Dismantling the Imperialist Mindset: Mikhail Zygar in Conversation with Fiona Hill

November 21, 2023
11:00 am - 01:00 pm

About the Event

Russia’s full-scale invasion of Ukraine in February 2022 brought new salience to the subject of Russia’s colonial legacy and its impact on the country’s society and politics. The imperialist politics driving Russia’s Ukraine policy have brought new scrutiny from analysts and activists – both Russian and foreign – seeking to better understand the influence of Russia’s imperial history on its present.

In his haunting and unique new book, War and Punishment, Russian journalist and historian Mikhail Zygar interrogates the Kremlin’s current justifications for its brutal war and debunks the historical myths that have supported Russian imperialism over the centuries. Through examining 350 years of history, Zygar seeks to dismantle the imperialist mindset that has shaped Russian foreign policy and explain how colonialism and chauvinism continues to shape how many Russians view Ukraine. From debunking the claim that Russia and Ukraine were co-founded to outlining the pattern of anti-Ukrainian persecution from one era to the next, the book makes significant contributions to ongoing conversations about the legacy of empire and the importance of coming to terms with the past for a democratic future in Russia.

Mikhail Zygar, Press Freedom Fellow at CUNY’s Journalism Protection Initiative and a columnist for Der Spiegel, joined Fiona Hill, senior fellow at the Center on the United States and Europe within the Foreign Policy program at the Brookings Institution, for a discussion on War and Punishment and why understanding the Kremlin’s motivations toward Ukraine today is crucial for policy-making and planning for the future.

About the Speakers

Damon Wilson (opening remarks) is president and chief executive officer of the National Endowment for Democracy. Prior to joining NED, Mr. Wilson served as executive vice president at the Atlantic Council, as special assistant to the president and senior director for European affairs at the National Security Council (NSC), as executive secretary and chief of staff at the U.S. Embassy in Baghdad, and as deputy director in the private office of the NATO Secretary General. Mr. Wilson began his career with Save the Children in Rwanda. He is a graduate of Duke University and Princeton’s School of Public and International Affairs.

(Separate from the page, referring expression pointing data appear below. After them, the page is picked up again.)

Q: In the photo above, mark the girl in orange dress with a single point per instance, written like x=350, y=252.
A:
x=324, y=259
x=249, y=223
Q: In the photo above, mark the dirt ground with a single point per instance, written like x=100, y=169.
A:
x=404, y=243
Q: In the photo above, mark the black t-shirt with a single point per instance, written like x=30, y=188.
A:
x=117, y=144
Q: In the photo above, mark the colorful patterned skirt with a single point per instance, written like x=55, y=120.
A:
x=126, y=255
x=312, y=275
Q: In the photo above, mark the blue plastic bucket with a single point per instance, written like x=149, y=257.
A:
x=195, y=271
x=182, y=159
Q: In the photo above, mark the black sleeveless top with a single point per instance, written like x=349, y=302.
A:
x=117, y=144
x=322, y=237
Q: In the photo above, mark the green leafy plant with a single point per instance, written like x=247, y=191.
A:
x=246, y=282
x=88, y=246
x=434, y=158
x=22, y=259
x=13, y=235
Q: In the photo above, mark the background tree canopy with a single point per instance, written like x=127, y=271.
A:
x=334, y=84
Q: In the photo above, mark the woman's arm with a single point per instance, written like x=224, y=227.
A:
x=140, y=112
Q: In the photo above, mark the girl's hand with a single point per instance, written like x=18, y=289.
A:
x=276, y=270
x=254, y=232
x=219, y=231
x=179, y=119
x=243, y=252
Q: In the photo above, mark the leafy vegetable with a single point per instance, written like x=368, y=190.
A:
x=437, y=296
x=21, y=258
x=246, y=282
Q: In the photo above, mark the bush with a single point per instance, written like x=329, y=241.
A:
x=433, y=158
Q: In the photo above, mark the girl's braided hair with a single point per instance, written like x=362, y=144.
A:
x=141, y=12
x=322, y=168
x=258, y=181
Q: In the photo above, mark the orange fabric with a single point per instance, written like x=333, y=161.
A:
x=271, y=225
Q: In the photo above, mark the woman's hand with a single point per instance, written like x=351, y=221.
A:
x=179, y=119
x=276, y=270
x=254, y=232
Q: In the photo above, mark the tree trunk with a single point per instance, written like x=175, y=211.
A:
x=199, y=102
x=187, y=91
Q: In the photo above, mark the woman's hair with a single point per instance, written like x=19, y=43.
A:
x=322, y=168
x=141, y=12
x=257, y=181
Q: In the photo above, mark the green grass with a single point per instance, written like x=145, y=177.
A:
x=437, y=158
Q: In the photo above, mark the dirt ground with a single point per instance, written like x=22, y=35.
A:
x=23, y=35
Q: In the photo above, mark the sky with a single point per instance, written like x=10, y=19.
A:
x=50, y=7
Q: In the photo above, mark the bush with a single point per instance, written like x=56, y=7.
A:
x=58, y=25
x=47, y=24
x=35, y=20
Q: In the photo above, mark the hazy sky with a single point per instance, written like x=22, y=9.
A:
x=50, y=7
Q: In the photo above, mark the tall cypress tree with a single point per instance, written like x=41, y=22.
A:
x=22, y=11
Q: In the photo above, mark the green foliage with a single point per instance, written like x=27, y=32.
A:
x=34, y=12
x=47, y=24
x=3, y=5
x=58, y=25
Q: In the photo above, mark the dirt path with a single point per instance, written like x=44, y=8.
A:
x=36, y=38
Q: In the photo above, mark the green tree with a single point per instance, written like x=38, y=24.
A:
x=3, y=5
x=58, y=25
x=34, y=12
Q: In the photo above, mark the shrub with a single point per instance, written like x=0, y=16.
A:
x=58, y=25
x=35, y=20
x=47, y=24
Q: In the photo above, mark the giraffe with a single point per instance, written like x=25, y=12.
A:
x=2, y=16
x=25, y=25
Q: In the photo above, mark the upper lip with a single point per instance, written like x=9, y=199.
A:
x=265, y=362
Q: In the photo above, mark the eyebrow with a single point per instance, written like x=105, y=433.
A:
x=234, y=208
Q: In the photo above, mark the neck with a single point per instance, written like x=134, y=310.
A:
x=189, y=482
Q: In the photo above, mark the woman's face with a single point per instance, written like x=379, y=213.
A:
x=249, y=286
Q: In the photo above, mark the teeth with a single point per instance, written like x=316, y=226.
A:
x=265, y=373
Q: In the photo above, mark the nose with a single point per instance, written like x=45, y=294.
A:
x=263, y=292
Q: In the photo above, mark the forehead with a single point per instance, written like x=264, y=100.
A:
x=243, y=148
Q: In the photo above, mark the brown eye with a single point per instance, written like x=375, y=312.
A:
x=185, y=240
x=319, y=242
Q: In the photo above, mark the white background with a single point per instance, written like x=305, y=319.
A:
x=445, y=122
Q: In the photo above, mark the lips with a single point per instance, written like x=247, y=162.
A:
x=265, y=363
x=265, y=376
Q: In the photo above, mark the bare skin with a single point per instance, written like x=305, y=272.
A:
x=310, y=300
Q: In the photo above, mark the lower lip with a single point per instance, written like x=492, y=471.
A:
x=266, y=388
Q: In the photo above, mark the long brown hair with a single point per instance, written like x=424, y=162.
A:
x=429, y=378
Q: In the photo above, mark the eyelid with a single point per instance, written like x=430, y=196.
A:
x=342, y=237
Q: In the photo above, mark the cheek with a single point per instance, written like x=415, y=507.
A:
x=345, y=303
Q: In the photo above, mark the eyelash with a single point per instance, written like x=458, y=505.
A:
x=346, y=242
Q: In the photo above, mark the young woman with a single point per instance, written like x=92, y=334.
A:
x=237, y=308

Mikhail Zygar worked for Newsweek Russia and the business daily Kommersant, covering conflicts in Palestine, Lebanon, Iraq, Serbia, and Kosovo before becoming the founding editor-in-chief of Russia’s only independent news television channel, Dozhd, which provided an alternative to Kremlin-controlled federal TV and gave a platform to opposition voices. He won an International Press Freedom Award in 2014. He is the author of All the Kremlin’s Men, a number one bestseller in Russia that has been translated into more than twenty languages and was called one of “nine books that can help you understand Russia right now” by Time magazine, and The Empire Must Die, a Kirkus Reviews Best Nonfiction Book of the Year.

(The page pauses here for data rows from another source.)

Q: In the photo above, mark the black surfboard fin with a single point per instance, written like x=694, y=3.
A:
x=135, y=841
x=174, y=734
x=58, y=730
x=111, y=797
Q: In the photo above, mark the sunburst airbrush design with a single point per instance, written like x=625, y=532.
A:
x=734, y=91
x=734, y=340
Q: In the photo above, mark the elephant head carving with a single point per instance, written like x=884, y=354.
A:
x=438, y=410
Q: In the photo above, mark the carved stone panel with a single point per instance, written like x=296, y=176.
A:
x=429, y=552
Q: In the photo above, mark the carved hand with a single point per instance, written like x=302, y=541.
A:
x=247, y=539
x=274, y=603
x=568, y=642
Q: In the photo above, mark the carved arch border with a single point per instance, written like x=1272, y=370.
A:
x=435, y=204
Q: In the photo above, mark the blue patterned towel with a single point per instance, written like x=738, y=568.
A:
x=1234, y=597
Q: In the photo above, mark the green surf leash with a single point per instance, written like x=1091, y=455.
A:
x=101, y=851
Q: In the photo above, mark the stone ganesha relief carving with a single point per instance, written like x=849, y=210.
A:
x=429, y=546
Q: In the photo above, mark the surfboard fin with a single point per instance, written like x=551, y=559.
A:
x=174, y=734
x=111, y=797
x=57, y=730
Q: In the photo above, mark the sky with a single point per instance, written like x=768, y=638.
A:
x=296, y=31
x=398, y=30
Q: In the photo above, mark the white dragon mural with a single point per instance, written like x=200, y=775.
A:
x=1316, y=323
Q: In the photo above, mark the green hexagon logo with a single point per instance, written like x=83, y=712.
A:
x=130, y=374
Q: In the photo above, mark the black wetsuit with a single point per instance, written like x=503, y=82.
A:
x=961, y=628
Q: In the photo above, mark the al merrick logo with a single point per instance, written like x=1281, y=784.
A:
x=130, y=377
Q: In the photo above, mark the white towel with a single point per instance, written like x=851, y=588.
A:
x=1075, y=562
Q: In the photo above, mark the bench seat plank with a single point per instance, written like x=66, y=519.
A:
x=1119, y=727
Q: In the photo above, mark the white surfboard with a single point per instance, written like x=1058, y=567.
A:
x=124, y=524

Fiona Hill is a senior fellow in the Center on the United States and Europe within the Foreign Policy program at Brookings. Hill served as deputy assistant to the president and senior director for European and Russian affairs on the U.S. National Security Council from 2017 to 2019, as well as national intelligence officer for Russia and Eurasia at the U.S. National Intelligence Council from 2006 to 2009. She gained further prominence through her testimonies before Congress in 2019 during the first impeachment inquiry against President Donald Trump. Hill is the author of the bestselling memoir “There Is Nothing for You Here: Finding Opportunity in the 21st Century” (2021) and co-author of “Mr. Putin: Operative in the Kremlin” (first edition 2013, second edition 2015) and “The Siberian Curse: How Communist Planners Left Russia Out in the Cold” (2003), both with Clifford G. Gaddy. Hill holds a master’s in Soviet studies and a doctorate in history from Harvard University where she was a Frank Knox Fellow. She also holds a master’s in Russian and modern history from St. Andrews University in Scotland, and has pursued studies at Moscow’s Maurice Thorez Institute of Foreign Languages.